While Reddit users encouraged each other to “trade in the opposite direction” of Melvin’s investments, they also personally targeted Plotkin, he said.

“Many of these posts were linked to anti-Semitic insults directed at me and others,” Plotkin said in his testimony. “The posts said things like ‘it’s very clear we need a second holocaust, the Jews can’t go on with this.’

WallStreetBets has a reputation for being bad-mouthed and emaciated.

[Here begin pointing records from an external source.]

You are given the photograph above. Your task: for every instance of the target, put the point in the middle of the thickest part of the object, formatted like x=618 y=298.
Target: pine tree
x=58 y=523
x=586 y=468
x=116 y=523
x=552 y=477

Its users are often referred to as “delays” (an offensive insult to people with intellectual disabilities) and Keith Gill, the Redditor accredited with the direction of the GameStop rally, goes to “DeepF-ingValue” .

But Reddit CEO Steve Huffman defended WallStreetBets in his prepared testimony, saying the 9.1 million-member message board is an online community with “significant depth.”

“WallStreetBets may seem messy or chaotic from the outside, but the fact that we’re here today means they’ve managed to raise important issues about equity and opportunity in our financial system,” Huffman said.

Plotkin’s testimony also detailed how the unprecedented rise in the price of GameStop shares affected him both professionally and personally.

Melvin Capital, who Plotkin christened his grandfather’s name, closed its short position at GameStop with losses during the last week of January as the company’s share price rose to a high of 483 dollars per share.

Melvin had held that position since it was founded six years ago because the fund believed GameStop’s business model of selling video games to brick-and-mortar stores “was being overtaken by digital downloads over the Internet,” Plotkin said. .

Melvin abandoned the bet “not because our investment thesis had changed, but because something unprecedented was happening,” Plotkin said. “We also reduced many other Melvin positions with significant losses (both long and short) that were the subject of similar publications.”

Despite the turmoil, Plotkin insisted that Melvin’s $ 2.75 million investment from Ken Griffin’s Citadel and Steve Cohen72’s point in late January should not rescue the fund, as it faced strong losses.

“Sure, Melvin was managing a tough time, but we always had excess margin and weren’t looking for a cash infusion,” he said.